Assumes self.cost has been called with order >= 2

objective(z)[source]
class soupy.modeling.controlCostFunctional.PenalizationControlCostFunctional(Vh, penalization, augment_control=False)[source]

Bases: ControlCostFunctional

Cost functional that is defined by a soupy.Penalization object.

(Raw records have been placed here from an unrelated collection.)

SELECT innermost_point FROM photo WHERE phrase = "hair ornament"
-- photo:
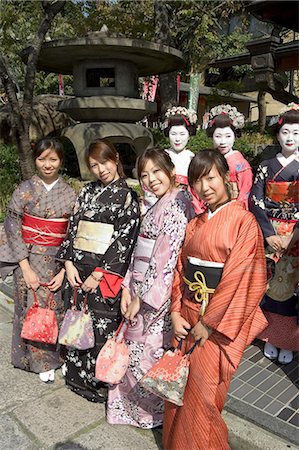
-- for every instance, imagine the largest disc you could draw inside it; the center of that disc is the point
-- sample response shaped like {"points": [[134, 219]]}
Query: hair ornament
{"points": [[189, 115], [237, 119]]}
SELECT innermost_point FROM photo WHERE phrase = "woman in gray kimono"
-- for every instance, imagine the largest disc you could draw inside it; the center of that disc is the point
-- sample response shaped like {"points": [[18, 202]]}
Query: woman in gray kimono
{"points": [[97, 251], [36, 222]]}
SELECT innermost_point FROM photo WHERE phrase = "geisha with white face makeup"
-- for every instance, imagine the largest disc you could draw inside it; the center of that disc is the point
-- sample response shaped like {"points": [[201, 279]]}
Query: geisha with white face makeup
{"points": [[225, 122], [288, 137], [179, 128], [178, 137], [274, 201]]}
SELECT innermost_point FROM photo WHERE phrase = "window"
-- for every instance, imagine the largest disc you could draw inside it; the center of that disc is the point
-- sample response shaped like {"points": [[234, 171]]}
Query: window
{"points": [[104, 77]]}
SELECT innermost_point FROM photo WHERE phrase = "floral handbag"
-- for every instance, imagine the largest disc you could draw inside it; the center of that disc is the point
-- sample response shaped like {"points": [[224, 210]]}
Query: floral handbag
{"points": [[113, 359], [77, 329], [40, 324], [168, 377]]}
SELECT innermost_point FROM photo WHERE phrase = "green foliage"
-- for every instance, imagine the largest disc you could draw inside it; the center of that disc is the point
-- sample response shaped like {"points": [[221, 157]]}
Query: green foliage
{"points": [[10, 175]]}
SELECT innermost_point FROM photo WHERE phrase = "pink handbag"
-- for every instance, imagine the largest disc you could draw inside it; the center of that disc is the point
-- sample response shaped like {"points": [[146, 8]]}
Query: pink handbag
{"points": [[77, 328], [40, 324], [113, 359]]}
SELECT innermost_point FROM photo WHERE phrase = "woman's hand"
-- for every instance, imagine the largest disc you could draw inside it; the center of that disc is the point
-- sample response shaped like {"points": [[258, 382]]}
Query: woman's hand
{"points": [[200, 333], [133, 309], [56, 281], [125, 300], [72, 274], [92, 282], [275, 242], [180, 326], [31, 278]]}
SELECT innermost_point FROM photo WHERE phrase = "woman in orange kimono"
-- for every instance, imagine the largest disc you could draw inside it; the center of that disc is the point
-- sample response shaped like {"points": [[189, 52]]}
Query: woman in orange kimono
{"points": [[224, 320]]}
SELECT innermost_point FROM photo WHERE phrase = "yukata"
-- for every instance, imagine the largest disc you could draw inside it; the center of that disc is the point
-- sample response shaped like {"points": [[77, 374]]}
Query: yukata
{"points": [[32, 201], [150, 278], [274, 201], [100, 209], [240, 176], [181, 161], [230, 236]]}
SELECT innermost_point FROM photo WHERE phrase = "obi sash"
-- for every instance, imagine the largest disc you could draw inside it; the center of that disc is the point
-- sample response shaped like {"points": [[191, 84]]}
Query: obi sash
{"points": [[93, 237], [283, 191], [202, 278], [45, 232], [181, 179], [143, 253]]}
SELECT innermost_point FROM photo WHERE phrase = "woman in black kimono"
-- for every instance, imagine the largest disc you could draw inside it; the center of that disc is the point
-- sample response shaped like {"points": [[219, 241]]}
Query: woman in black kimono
{"points": [[97, 251]]}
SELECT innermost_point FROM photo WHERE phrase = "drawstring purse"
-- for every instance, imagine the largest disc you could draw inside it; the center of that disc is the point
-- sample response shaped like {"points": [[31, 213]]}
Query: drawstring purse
{"points": [[168, 377], [40, 323], [77, 329], [113, 359]]}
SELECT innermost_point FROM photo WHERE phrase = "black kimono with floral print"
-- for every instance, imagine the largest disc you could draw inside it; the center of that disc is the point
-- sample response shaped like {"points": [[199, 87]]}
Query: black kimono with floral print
{"points": [[114, 204]]}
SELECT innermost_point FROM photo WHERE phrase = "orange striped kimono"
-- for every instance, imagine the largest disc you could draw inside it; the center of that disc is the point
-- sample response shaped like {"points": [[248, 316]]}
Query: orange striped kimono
{"points": [[230, 236]]}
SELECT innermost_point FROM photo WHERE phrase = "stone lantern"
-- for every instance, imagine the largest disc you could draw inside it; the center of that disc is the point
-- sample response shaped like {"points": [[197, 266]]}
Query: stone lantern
{"points": [[107, 103]]}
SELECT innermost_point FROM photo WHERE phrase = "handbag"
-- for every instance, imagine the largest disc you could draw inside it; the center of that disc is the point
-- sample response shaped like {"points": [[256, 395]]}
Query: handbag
{"points": [[40, 323], [113, 360], [168, 377], [77, 328]]}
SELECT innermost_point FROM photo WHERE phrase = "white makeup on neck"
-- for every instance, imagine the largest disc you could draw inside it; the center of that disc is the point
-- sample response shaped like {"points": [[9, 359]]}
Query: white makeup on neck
{"points": [[223, 139], [288, 137], [178, 137]]}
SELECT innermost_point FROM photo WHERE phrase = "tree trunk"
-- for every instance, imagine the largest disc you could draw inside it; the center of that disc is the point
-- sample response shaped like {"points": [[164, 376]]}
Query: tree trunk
{"points": [[262, 106], [168, 81], [21, 111]]}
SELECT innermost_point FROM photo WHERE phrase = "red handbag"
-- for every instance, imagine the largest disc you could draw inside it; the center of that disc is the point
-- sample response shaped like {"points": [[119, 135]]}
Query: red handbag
{"points": [[40, 324], [113, 360]]}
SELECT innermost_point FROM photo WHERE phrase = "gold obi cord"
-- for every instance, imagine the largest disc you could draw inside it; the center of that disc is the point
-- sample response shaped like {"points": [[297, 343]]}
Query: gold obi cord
{"points": [[199, 287]]}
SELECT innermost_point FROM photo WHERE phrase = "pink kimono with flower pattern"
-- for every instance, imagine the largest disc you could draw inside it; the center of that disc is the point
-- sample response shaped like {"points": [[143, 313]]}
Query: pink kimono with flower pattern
{"points": [[150, 332]]}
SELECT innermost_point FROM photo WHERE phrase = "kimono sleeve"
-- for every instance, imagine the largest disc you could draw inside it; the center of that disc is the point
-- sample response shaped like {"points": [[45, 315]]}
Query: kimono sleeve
{"points": [[244, 181], [16, 249], [65, 252], [126, 227], [243, 282], [257, 201], [156, 288]]}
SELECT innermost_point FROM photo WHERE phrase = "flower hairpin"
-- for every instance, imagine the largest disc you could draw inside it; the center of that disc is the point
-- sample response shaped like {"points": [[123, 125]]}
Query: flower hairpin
{"points": [[189, 115], [237, 119]]}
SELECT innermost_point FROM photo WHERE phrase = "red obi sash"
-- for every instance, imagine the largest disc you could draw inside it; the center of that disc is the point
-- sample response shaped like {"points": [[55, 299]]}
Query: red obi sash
{"points": [[46, 232], [283, 191]]}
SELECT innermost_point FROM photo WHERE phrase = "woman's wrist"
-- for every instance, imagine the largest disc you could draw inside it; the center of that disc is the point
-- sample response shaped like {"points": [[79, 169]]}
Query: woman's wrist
{"points": [[97, 279]]}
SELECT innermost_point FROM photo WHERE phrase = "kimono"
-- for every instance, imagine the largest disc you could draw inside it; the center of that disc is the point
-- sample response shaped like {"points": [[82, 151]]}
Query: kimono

Used for optimization problems where the cost depends only on the control variable \(z\) and not the PDE.

Constructor:

Parameters:

  • Vh – List of function spaces for the state, parameter, adjoint, and optimization variables

  • penalization – Penalization term defining the cost functional

  • augment_control (bool) – Set to True if optimization problem uses a soupy.AugmentedVector as the control/optimization variable.

cost(z, order=0)[source]

Given the control variable z evaluate the cost functional. Order specifies the order of derivatives required after the computation of the cost

generate_vector(component='ALL')[source]

If component is STATE, PARAMETER, ADJOINT, CONTROL return a vector corresponding to that function space. If component == CONTROL and self.augment_control is True, will return an soupy.AugmentedVector that augments the control variable z with a scalar that can be used for optimization. If component == "ALL", Generate the list of vectors x = [u,m,p,z]. Note that in this case, the CONTROL variable will not be augmented with the scalar, and can be used directly for methods like solveFwd.

grad(g)[source]

Evaluate the gradient of the cost functional. Assumes cost is called with order >=1

hessian(zhat, Hzhat)[source]

Evaluate the Hessian of the cost functional acting in direction zhat. Assumes cost is called with order >=2

class soupy.modeling.controlCostFunctional.RiskMeasureControlCostFunctional(risk_measure, penalization=None)[source]

Bases: object

This class implements a risk measure cost functional for optimal control problem under uncertainty

\[J(z) := \rho[Q(m, z)] + P(z)\]

Constructor

Parameters:

  • risk_measure (soupy.RiskMeasure) – Class implementing the risk measure \(\rho(m,z)\)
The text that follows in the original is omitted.